Katherine "Kat" Lasonde '23, from Winnetka, IL, is majoring in engineering physics with a minor in computer science. She is pictured with Professor Eric Fossum in Dartmouth's Class of 1982 Engineering and Computer Science Center. (Photo by Don Hamerman)

Why is quantum computing such a groundbreaking field?

Kat: Because quantum computers use laws of quantum physics rather than classical physics, they're really good at simulating molecules and molecular structures. Quantum computers have the potential to simulate different types of carbon neutral or carbon negative molecules that can significantly help the environment. For instance, to run a simulation of nitrogenase on a regular laptop or classical computer would take more than eight trillion years. The same simulation would take less than a day on a quantum computer.
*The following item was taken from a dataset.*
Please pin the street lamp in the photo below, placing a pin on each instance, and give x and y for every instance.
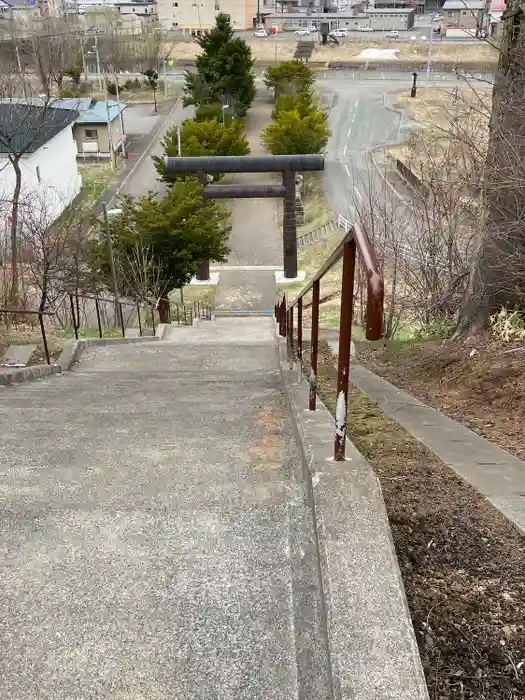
(413, 90)
(108, 213)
Because quantum computers aren't powerful enough at present to simulate molecules that help counteract climate change, my plan is to work on building those computers. Specifically, I'm exploring the use of Professor Fossum's quanta image sensor for quantum computing applications.

Professor Fossum: The goal is to investigate whether the quanta image sensor technology, which originated in my lab, might be useful for quantum computing readout of qubits, the memory storage bits for quantum computers. Kat is working with the physics department and Thayer School of Engineering to try to create a proof-of-concept experiment that shows that the use of the quanta image sensor technology—because of its super low-light sensitivity—makes for better readout than standard camera technology.
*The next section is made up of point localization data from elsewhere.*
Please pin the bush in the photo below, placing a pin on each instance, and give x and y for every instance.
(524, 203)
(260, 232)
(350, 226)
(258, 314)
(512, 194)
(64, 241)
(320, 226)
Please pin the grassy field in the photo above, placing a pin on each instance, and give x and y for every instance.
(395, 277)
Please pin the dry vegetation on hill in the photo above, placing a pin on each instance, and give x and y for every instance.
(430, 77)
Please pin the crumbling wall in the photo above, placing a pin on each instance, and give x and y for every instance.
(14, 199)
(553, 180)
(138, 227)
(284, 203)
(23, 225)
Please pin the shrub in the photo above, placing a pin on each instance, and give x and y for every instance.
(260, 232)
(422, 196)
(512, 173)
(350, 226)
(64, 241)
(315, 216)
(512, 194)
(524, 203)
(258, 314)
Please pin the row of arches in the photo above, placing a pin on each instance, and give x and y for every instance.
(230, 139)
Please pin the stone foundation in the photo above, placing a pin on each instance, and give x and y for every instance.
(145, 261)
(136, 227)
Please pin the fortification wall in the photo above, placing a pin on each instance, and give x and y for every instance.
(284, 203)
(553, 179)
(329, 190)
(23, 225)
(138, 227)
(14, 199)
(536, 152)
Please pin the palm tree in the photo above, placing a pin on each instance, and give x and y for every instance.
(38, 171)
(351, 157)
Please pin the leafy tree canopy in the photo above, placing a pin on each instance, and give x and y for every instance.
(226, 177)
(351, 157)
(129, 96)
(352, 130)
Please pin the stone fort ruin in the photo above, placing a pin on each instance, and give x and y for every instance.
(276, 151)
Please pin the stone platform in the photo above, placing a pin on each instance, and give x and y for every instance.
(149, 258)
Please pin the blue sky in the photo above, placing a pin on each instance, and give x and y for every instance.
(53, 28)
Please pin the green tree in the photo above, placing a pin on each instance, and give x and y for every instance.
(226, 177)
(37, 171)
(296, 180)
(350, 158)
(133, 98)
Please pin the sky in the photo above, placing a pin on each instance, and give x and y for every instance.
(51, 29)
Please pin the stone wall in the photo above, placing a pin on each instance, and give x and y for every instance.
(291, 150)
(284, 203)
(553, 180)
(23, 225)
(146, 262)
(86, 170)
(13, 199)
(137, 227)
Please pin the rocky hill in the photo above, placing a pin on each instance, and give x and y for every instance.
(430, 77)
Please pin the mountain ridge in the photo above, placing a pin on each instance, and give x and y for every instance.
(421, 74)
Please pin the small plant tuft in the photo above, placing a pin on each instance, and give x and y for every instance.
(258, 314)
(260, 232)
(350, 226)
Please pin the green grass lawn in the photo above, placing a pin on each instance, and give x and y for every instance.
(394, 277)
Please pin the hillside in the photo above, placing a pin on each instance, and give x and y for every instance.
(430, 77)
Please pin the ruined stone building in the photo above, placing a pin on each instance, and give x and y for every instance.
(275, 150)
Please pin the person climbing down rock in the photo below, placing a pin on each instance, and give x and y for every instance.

How did you become interested in quantum computing?

Kat: My dad was an engineer, so I grew up fascinated by the ability to fix and build things and never lost my love of tinkering. In my first year at Dartmouth, I was matched with Professor Whitfield, who studies quantum computing in the physics department, through the Women in Science Program. I had no idea what a quantum computer was, but as I started doing more and more research, I ended up really enjoying it and wanted to further explore the hardware work that Professor Fossum does. I emailed him out of the blue and said, "Hi, my name's Kat, and I'm really interested in doing work with you." And he said "Cool! Sounds great."

Professor Fossum: The fact that I have this chance to work with Kat to explore this area is an awesome opportunity for me, too. Working with undergraduates is fun because they're filled with enthusiasm, and Kat's really tried hard to learn what the state of the art is in this area and to advance that.

Kat: When I first started this project, I actually didn't even know that I wanted to connect it back to environmental science. But because I had that time in Professor Fossum's lab and exposure to his image sensor technology, I thought, "Oh, maybe I can build a quantum computer and then stop climate change." It's given me a lot of confidence that this is what I want to do. After graduation, I hope to work in the quantum computing industry and one day earn my master's in environmental science or environmental technology.

What's special about doing research at Dartmouth in particular?

Professor Fossum: There are two aspects to doing research. One is drilling deep in particular fields—I'm kind of a 'driller' in the image sensor field. But there's also the dimension of cross-disciplinary work—instead of drilling down, you're drilling across. That's equally important, and I think Dartmouth has done a good job of supporting both modes of research.

Kat: I've been able to have hands-on research experience as an undergraduate in a really renowned laboratory with someone who has helped so many students before me. The ability to do cutting-edge research is just so cool. Quantum computing is a very young field, so there's a lot of potential for me to make an impact.

Professor Fossum: The reason I came to Dartmouth after being retired twice was to give back to society and to give back to people. Dartmouth is an outstanding place for undergraduate education not just because of the experiential learning that happens in its classrooms. The College also offers students opportunities to work closely with faculty members on leading-edge research across the campus. If I were an undergraduate and I had a long-term interest in furthering knowledge, this would be a top stop for me.